Linux implements each POSIX thread as a unique process. This will create overhead as others have mentioned. In addition to this, your waiting model appears flawed any way you do it. If you create one conditional variable for each thread, then I think (based off of my interpretation of the website below) that you'll actually be expending a lot of kernel memory, as each thread would be placed into its own wait queue. If instead you break your threads up for each group of X threads to share a conditional variable, then you've got problems as well because every time the variable signals, you must wake up _EVERY_DARN_PROCESS_ in that variable's wait queue.
I also assume that you will need to do some object sharing an synchronization.

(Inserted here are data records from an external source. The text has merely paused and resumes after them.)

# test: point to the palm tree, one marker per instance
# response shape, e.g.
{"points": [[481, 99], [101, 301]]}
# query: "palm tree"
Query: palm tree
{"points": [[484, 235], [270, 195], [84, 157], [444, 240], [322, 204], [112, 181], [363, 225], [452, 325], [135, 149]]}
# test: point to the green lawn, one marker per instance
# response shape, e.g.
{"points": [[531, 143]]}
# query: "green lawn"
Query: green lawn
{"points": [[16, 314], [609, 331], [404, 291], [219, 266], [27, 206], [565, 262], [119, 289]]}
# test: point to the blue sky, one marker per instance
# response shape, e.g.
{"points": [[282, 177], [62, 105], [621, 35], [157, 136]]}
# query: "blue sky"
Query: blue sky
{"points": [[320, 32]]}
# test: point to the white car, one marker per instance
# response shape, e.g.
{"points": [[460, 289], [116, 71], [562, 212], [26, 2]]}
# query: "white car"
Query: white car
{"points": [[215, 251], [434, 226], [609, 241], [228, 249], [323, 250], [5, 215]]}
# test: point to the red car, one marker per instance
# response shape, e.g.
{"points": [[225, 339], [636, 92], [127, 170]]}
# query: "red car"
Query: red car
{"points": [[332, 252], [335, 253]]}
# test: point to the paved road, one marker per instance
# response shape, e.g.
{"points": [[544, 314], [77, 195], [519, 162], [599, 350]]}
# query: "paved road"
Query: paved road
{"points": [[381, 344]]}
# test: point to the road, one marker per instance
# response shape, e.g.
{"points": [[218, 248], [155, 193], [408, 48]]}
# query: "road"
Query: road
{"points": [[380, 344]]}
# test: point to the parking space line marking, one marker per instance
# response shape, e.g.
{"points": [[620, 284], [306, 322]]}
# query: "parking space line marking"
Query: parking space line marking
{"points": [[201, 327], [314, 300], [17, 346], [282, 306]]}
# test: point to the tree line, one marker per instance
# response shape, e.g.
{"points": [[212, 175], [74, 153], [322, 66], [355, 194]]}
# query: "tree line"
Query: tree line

In this case, your code may get slower because of the need to wake up all processes waiting on a resource, as I mentioned earlier.
I know this wasn't much help, but as I said, I'm a kernel noob. Hope it helped a little.
http://book.chinaunix.net/special/ebook/PrenticeHall/PrenticeHallPTRTheLinuxKernelPrimer/0131181637/ch03lev1sec7.html
I'm not sure what "device" you are talking about, but if it's a file descriptor, I'd suggest that you look at starting to migrate to using either poll or epoll (Id suggest the latter given the description of how active you expect each file descriptor to be). That way, you could use one process which would be responsible for all the fds.